SANAT tarihi hocası ve Brüksel’deki TR PLUS-Avrupa’da Türkiye Merkezi kurucularından olan otuz yıllık dostum Jacqueline Gerard, 13 yıl aradan sonra İstanbul’a yeniden geldi.
İlk kez 1976’da gördüğü Türkiye’yi Konya’sından Göreme’sine, Kaş’ından Ankara’sına, doğusundan batısına oldukça iyi tanıyan ve seven arkadaşımıza kısaca Zaza deriz. 20 yıl kadar önce kızının vaftiz annesi olmam için koyu Katolik bir papazı ikna becerisini göstermiş olan Zaza’nın İstanbul izlenimleri Sultanahmet Meydanı ve civarından başladı.
İlk akşam eve döndüğünde "Başı örtülüler artmış" dedi Zaza, ama bu seferkiler 13 yıl öncesine göre farklıydı: "Eskiden köylü olduklarını düşündüğüm ailede erkek önden yürürdü, kadınlar ise peşinden. Şimdiki örtülü çiftler el ele tutuşuyorlar, öpüşenlerini bile gördüm" diye ekledi.
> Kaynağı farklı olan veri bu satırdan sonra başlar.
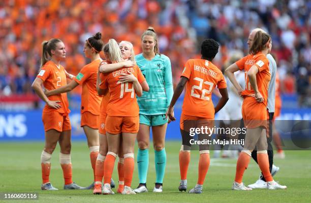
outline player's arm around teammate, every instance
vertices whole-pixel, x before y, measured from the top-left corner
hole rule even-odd
[[[83,52],[85,57],[90,59],[90,63],[84,66],[77,76],[74,77],[74,79],[69,84],[45,93],[48,96],[55,95],[71,91],[79,85],[82,86],[81,127],[83,128],[87,140],[94,182],[95,164],[99,150],[98,124],[100,105],[102,100],[102,97],[98,95],[96,90],[97,70],[102,61],[99,54],[103,48],[101,36],[102,34],[98,32],[84,42]],[[94,186],[93,183],[88,188],[90,189]]]
[[[41,154],[42,184],[41,189],[55,190],[49,181],[51,158],[57,142],[60,147],[59,162],[65,180],[64,189],[83,189],[72,181],[71,126],[67,94],[47,97],[42,88],[53,89],[65,86],[66,73],[60,64],[66,58],[65,45],[59,39],[51,39],[42,43],[41,68],[32,87],[46,103],[42,113],[45,131],[45,145]]]
[[[244,97],[242,106],[243,119],[246,128],[243,150],[237,163],[235,178],[232,189],[251,190],[244,186],[243,174],[247,168],[252,151],[257,149],[258,165],[267,182],[268,189],[284,189],[286,186],[275,182],[269,171],[266,135],[268,86],[271,74],[266,57],[272,47],[271,37],[266,33],[258,31],[250,49],[250,54],[231,65],[226,72],[240,95]],[[234,72],[244,69],[245,90],[241,91]]]
[[[132,43],[128,41],[121,41],[119,44],[119,48],[121,51],[122,58],[124,61],[119,63],[108,64],[106,63],[101,64],[99,67],[99,71],[103,73],[112,72],[122,67],[134,67],[136,65],[135,62],[135,53],[134,47]],[[126,74],[121,74],[122,76],[120,77],[120,82],[123,83],[127,82],[134,82],[137,78],[131,72],[127,72]],[[145,80],[140,84],[142,90],[144,91],[149,91],[149,86]],[[134,88],[139,88],[137,85],[134,86]],[[137,90],[135,90],[137,91]]]
[[[101,83],[100,80],[103,80],[104,79],[104,74],[103,73],[100,73],[100,71],[102,69],[102,70],[104,70],[103,71],[103,72],[109,73],[113,71],[113,70],[116,70],[119,68],[122,68],[122,67],[134,67],[135,65],[135,63],[133,62],[134,60],[133,57],[133,56],[134,56],[134,53],[132,44],[129,42],[122,41],[119,44],[119,47],[121,51],[122,58],[125,61],[121,61],[119,63],[111,63],[111,60],[109,58],[109,54],[108,54],[108,53],[104,53],[107,61],[103,61],[101,63],[99,67],[99,71],[98,72],[98,80],[97,82],[98,92],[100,95],[103,95],[103,99],[101,105],[101,114],[100,116],[101,119],[100,124],[100,152],[101,156],[102,158],[98,158],[98,160],[97,160],[97,176],[96,177],[97,180],[96,181],[94,191],[93,192],[93,193],[94,194],[101,194],[102,193],[101,181],[103,179],[104,173],[103,171],[103,166],[104,164],[104,160],[106,157],[108,150],[105,125],[107,115],[106,107],[109,99],[110,98],[110,93],[107,89],[103,90],[101,89],[103,84],[102,84],[101,85],[100,85],[100,84]],[[124,62],[126,62],[126,63],[123,63]],[[107,70],[107,68],[108,71],[106,71],[105,70]],[[140,93],[139,94],[141,94],[142,87],[144,91],[148,91],[149,90],[148,84],[145,80],[140,84],[141,85],[141,87],[140,87],[140,85],[138,83],[137,78],[132,73],[130,72],[128,73],[128,74],[122,74],[121,75],[123,76],[119,77],[119,79],[121,79],[119,80],[120,82],[122,83],[129,82],[133,83],[134,89],[136,91],[139,92]],[[119,151],[118,153],[118,173],[119,175],[119,185],[117,192],[121,193],[124,187],[124,158],[123,157],[123,153],[122,150],[121,139],[120,140],[119,146]],[[112,183],[113,181],[111,182]],[[112,183],[111,183],[111,186],[112,186]]]
[[[185,65],[180,80],[174,92],[167,114],[174,121],[173,108],[176,101],[187,85],[180,117],[180,133],[182,144],[179,153],[180,191],[187,189],[187,172],[190,162],[191,149],[190,128],[211,128],[213,126],[215,113],[225,106],[229,99],[227,84],[222,72],[211,61],[218,52],[219,46],[213,39],[207,39],[201,45],[201,59],[189,59]],[[211,101],[211,94],[217,87],[221,98],[216,107]],[[199,140],[210,139],[210,135],[199,134]],[[200,158],[198,181],[189,193],[201,193],[209,167],[209,148],[208,144],[199,146]]]
[[[104,47],[104,51],[112,62],[122,60],[121,52],[114,39],[111,39]],[[109,180],[111,177],[116,154],[119,153],[121,138],[124,156],[124,194],[135,194],[131,189],[134,170],[134,147],[139,129],[139,108],[135,96],[134,85],[119,82],[121,73],[130,71],[137,78],[139,83],[145,79],[136,66],[133,68],[123,67],[104,74],[102,82],[102,89],[109,88],[110,98],[107,107],[106,130],[108,152],[104,164],[104,194],[113,194],[110,188]],[[132,87],[131,86],[132,86]],[[142,88],[140,88],[141,92]]]
[[[166,166],[165,140],[168,119],[165,117],[173,95],[172,70],[170,59],[161,54],[158,37],[149,28],[142,35],[142,53],[135,60],[145,76],[150,90],[137,98],[139,105],[139,131],[137,135],[138,153],[137,165],[139,185],[136,192],[147,191],[146,179],[149,166],[149,144],[150,127],[152,131],[156,180],[154,192],[162,191],[162,184]]]

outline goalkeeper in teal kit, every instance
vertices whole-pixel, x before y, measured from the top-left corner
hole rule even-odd
[[[168,119],[166,113],[173,96],[171,62],[166,56],[160,54],[158,37],[149,28],[142,35],[143,53],[135,57],[135,60],[146,78],[149,92],[143,92],[137,98],[139,105],[139,131],[137,135],[138,153],[137,165],[139,185],[136,193],[147,192],[146,184],[149,165],[150,128],[152,131],[156,185],[153,191],[162,192],[162,184],[166,166],[165,139]]]

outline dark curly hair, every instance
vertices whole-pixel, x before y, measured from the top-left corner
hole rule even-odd
[[[204,59],[213,59],[217,53],[219,45],[213,39],[205,39],[201,45],[201,54]]]
[[[99,32],[94,34],[93,36],[89,37],[86,42],[87,46],[90,48],[94,48],[97,53],[100,53],[102,51],[104,46],[104,43],[102,41],[102,33]]]

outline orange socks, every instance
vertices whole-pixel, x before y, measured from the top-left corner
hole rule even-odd
[[[186,180],[187,179],[188,167],[190,163],[190,151],[180,151],[179,156],[180,180]]]
[[[265,177],[266,182],[270,182],[273,180],[271,175],[269,169],[269,159],[268,154],[266,153],[260,153],[260,151],[257,151],[257,161],[258,165],[261,170],[261,172]]]
[[[46,183],[50,182],[50,171],[51,171],[51,157],[52,154],[50,154],[46,151],[43,150],[41,153],[41,172],[42,173],[42,183]]]
[[[251,155],[247,154],[244,151],[242,151],[236,163],[236,171],[234,181],[237,183],[241,183],[242,182],[243,174],[248,166],[250,159]],[[268,171],[269,171],[269,163],[268,163]]]
[[[89,157],[91,160],[92,169],[93,169],[93,175],[94,175],[94,181],[95,181],[95,166],[96,165],[96,159],[98,156],[99,151],[99,146],[93,146],[89,147]]]
[[[95,183],[101,184],[104,177],[104,163],[106,156],[98,154],[95,164]]]
[[[72,166],[71,163],[68,164],[60,164],[65,185],[68,185],[73,183],[72,181]]]
[[[118,161],[118,174],[119,185],[124,185],[124,158],[119,157]]]
[[[119,157],[118,161],[118,174],[119,175],[119,185],[118,193],[120,193],[124,189],[124,158]]]
[[[61,169],[63,169],[65,185],[72,183],[72,166],[70,154],[59,153],[59,162],[60,163]]]
[[[104,184],[110,184],[116,157],[116,154],[111,151],[107,153],[104,164]]]
[[[124,185],[131,187],[134,169],[134,153],[124,154]]]
[[[51,171],[51,163],[41,163],[41,170],[42,173],[42,183],[50,182],[50,171]]]
[[[208,167],[209,167],[209,153],[205,152],[203,152],[203,151],[200,152],[200,159],[199,160],[199,177],[198,178],[198,184],[200,185],[203,185],[204,179],[205,179],[205,176],[206,176],[206,173],[207,173],[207,171],[208,171]]]

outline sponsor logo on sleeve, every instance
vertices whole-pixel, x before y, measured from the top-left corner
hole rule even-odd
[[[39,74],[38,74],[38,75],[39,76],[43,76],[43,75],[44,74],[45,72],[45,70],[40,70],[40,72],[39,72]]]
[[[262,61],[262,60],[260,60],[258,61],[257,61],[257,62],[256,63],[257,65],[258,65],[258,66],[261,67],[261,66],[262,66],[263,65],[264,65],[264,64],[265,64],[265,63],[264,63],[263,61]]]
[[[183,73],[185,71],[185,67],[183,68],[183,70],[182,71],[182,73]]]
[[[78,74],[78,75],[76,77],[76,78],[79,81],[81,81],[81,80],[82,79],[82,77],[83,77],[83,76],[84,76],[84,75],[83,74],[82,74],[81,72],[79,72],[79,74]]]

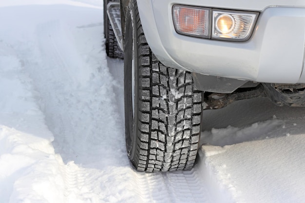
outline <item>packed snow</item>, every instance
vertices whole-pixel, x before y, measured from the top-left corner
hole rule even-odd
[[[305,108],[204,111],[197,164],[135,171],[103,1],[0,1],[0,203],[303,203]]]

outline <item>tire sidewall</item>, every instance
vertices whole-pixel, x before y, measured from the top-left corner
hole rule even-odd
[[[132,162],[134,162],[135,149],[137,145],[138,129],[138,53],[136,22],[134,18],[134,2],[131,0],[128,5],[125,22],[124,36],[124,102],[125,134],[127,153]],[[132,95],[132,66],[133,46],[134,55],[134,95]],[[133,96],[134,96],[134,111],[133,111]],[[134,115],[134,117],[133,116]]]

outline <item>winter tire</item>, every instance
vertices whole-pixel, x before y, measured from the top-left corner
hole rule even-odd
[[[106,39],[106,52],[111,58],[123,58],[124,53],[118,46],[107,13],[107,4],[110,2],[114,1],[116,0],[104,0],[104,35]]]
[[[124,38],[126,147],[136,169],[188,169],[197,153],[201,91],[190,73],[158,60],[142,29],[135,0],[129,4]]]

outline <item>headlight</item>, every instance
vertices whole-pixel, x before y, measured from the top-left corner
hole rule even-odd
[[[213,10],[212,38],[245,41],[249,38],[257,13]]]
[[[251,36],[257,12],[227,11],[174,5],[172,17],[177,33],[190,36],[246,41]]]

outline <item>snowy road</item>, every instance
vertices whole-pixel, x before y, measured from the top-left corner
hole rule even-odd
[[[304,202],[305,109],[267,99],[205,111],[191,170],[135,171],[100,1],[0,2],[0,203]]]

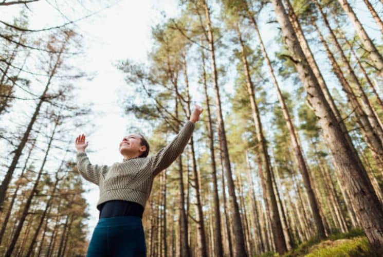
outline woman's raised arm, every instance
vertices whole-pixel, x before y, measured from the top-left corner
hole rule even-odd
[[[203,109],[200,106],[194,105],[190,119],[178,132],[172,141],[165,148],[160,150],[151,157],[152,170],[154,175],[165,170],[175,160],[184,152],[194,129],[194,123],[199,119],[199,115]]]
[[[89,182],[98,185],[100,175],[106,172],[108,167],[106,165],[92,165],[85,153],[85,149],[88,146],[85,142],[85,135],[79,135],[76,139],[76,148],[77,150],[77,168],[81,175]]]

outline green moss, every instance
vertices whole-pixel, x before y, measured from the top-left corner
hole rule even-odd
[[[305,254],[311,253],[314,249],[322,248],[326,246],[330,245],[335,245],[334,242],[338,240],[353,238],[356,237],[362,237],[364,236],[364,232],[361,229],[354,229],[351,230],[347,233],[336,233],[330,235],[325,240],[321,241],[317,237],[313,237],[308,241],[300,244],[296,248],[289,251],[283,255],[284,257],[296,257],[299,256],[305,256]],[[318,248],[319,247],[319,248]],[[323,256],[336,256],[338,255],[332,253],[333,255]],[[312,255],[315,256],[315,255]],[[339,256],[354,256],[354,255],[342,255]],[[364,256],[364,255],[361,255]],[[368,256],[368,255],[366,255]]]
[[[366,236],[326,240],[315,246],[306,257],[370,257],[374,256]]]

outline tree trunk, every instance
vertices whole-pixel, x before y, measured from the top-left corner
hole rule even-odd
[[[186,91],[186,101],[187,104],[187,116],[188,118],[190,117],[190,96],[189,92],[189,80],[188,79],[188,73],[186,67],[186,54],[183,53],[184,59],[184,76],[185,79],[185,91]],[[193,169],[193,178],[194,185],[192,187],[195,190],[195,198],[197,202],[195,203],[196,213],[197,214],[196,222],[197,224],[197,229],[198,232],[198,255],[203,256],[208,256],[207,245],[206,244],[206,236],[205,234],[205,222],[204,221],[204,214],[202,211],[202,203],[201,201],[201,196],[199,193],[200,191],[200,182],[198,179],[198,171],[197,169],[197,163],[195,161],[195,153],[194,151],[194,142],[192,135],[190,138],[190,151],[192,159],[192,168]]]
[[[320,5],[319,5],[319,3],[318,2],[318,0],[315,0],[314,2],[315,3],[315,5],[316,5],[317,8],[319,10],[319,12],[320,12],[322,17],[323,17],[324,24],[326,25],[326,26],[330,31],[330,36],[334,42],[335,43],[335,46],[336,47],[338,51],[340,54],[341,59],[346,66],[346,70],[349,74],[351,82],[356,87],[356,89],[358,95],[358,98],[360,99],[360,101],[361,102],[361,107],[366,114],[367,115],[367,118],[370,121],[370,123],[371,124],[371,126],[373,128],[373,131],[376,131],[376,133],[380,139],[380,145],[383,145],[383,144],[382,144],[382,142],[383,142],[383,128],[380,126],[380,124],[378,121],[378,118],[375,115],[374,110],[371,106],[371,104],[370,103],[370,101],[367,98],[367,96],[366,95],[366,93],[364,93],[364,91],[363,90],[363,88],[362,88],[362,86],[359,82],[358,78],[356,77],[356,75],[354,72],[354,70],[350,65],[350,62],[344,55],[344,53],[342,49],[342,47],[340,46],[340,45],[339,44],[339,42],[336,38],[336,36],[335,36],[335,35],[334,33],[334,31],[333,31],[331,26],[329,23],[329,21],[327,20],[326,14],[323,12],[323,10],[322,9],[322,7],[320,6]],[[313,19],[312,19],[312,20],[314,21]],[[313,23],[315,24],[315,23],[313,22]],[[350,93],[352,92],[352,90],[351,89],[350,90]],[[383,146],[382,147],[383,148]]]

Ayrıca Ayasofya’nın avlusunda birbirlerine sarılıp fotoğraf çektiren örtülüleri de görmüştü Zaza ve ortaya "İslam’da resim yasağı kalktı mı?" sorusunu attı. Türbanlıların pofur pofur sigara tüttürmesinden de ayrıca etkilenmişti.
Topkapı Sarayı Hırka-i Saadet Dairesi’nde günün her saati camekana oturtulan hafız tarafından Kuran okunması da Zaza için bir yenilikti. 1517’den halifeliğin kaldırıldığı 1924 yılına kadar süren bu geleneğin yeniden başlatıldığını öğrenmişti.
Tekrar başa dönüp, "Başörtülü kadınlar eskisine göre çoğalmış" diye hayıflanmayı sürdürdü.
* * *
Beş gün boyunca İstanbul’un altını üstüne getiren Zaza’ya son akşam Develi’de kebap yerken "Başka neler farklı?" diye sorunca önüme uzun bir liste çıkardı.
Belçikalı arkadaşımın gözlemlerine göre; 13 yıl öncesine göre İstanbul’da refah gözle görülür biçimde artmış.
Erkeklerin bıyıkları yok olmuş.
Sokaklar ve caddeler çok daha bakımlı ve temiz.
Yarım kalmış inşaatlar azalmış.
Erkeklerde ceket-kasket ikilisi maziye karışmış.
Eskiden çok çirkin olan yeni binalar şimdi mimari olarak daha özenli yapılıyormuş.
* * *
13 yıl öncesine göre daha daha neler değişmiş? Zaza’yı dinlemeye devam ediyoruz:
Şehrin umumi tuvaletlerinde pisliklere basıp ayağınızın kayacağından korkardınız, şimdi fayanslar pırıl pırıl olmuş.
Artık İstanbul’da çok daha az klakson sesi var.
Taksiler kılık değiştirmiş, her taraftan sallanan süsler kalkmış, içinden pire zıplayacağını düşündüren pelüş kılıflar yok olmuş.
Fakat İstanbul’da değişmeyen şeyler de vardı.
Şehirdeki son gününde onu tekrar Topkapı Sarayı’na gönderdik. Dönüşte ilk kez yalnız taksiye binecekti. Taksicinin yanından aradı, misafirimizi Gayrettepe metrosunda indirmesini, oradan alacağımızı söyledik.
Taksici Zaza’yı Gayrettepe yerine Mecidiyeköy’de indirmiş. Saatle oynayıp 15 YTL’lik yol için de 75 YTL’sini "çarpmış".
Topkapı Sarayı önünde sotaya yatıp turist kazıklayan bu şöför arkadaşı tebrik ediyorum. Arkadaşımıza bu şehirde değişmeyen şeyler olduğunu da kanıtladı.